I’m dead. Greenthorn realized even before the Thundertitan started his attack.
He was wide open, out of balance, his mana in chaos, he was dead in one move or in three, but he was dead. He glared at the former king’s insane eyes.
Why? Why did you have to kill me?
He hated him. He hated the madman with every fiber of his being. The staff came crashing down like lightning, but the man was exposed. Greenthorn’s sword cleaved into his flank. Agony flashed across the Thundertitan’s face, but he grit his teeth.
Before the staff could hit him, Greenthorn screamed and exploded in fire and lightning.
***
“Listen, Greenthorn, I’m about to teach you my last resort technique,” Lady Dreadwalker, a grandmaster and the disciplinary chaplain of Explorer’s Gate, told her sixth realm student.
“Is it an escape technique?” he asked with hope in his eyes.
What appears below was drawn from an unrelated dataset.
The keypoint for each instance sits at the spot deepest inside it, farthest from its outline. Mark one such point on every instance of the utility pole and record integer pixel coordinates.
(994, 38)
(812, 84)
A smidgeon of disappointment crawled under Lady Dreadwalker’s skin. She didn’t let it show, but she dearly wished someone as talented as the youth before her wasn’t a coward.
“No, if you can escape your enemy, that means you have other options, and you’re not forced to use your final technique,” she explained slowly and calmly. “I call it Spite, and to use it, you…”
She wondered why she was teaching a coward a suicide explosion spell. It wasn’t like he would ever use it. Still, extra knowledge has never hurt anyone.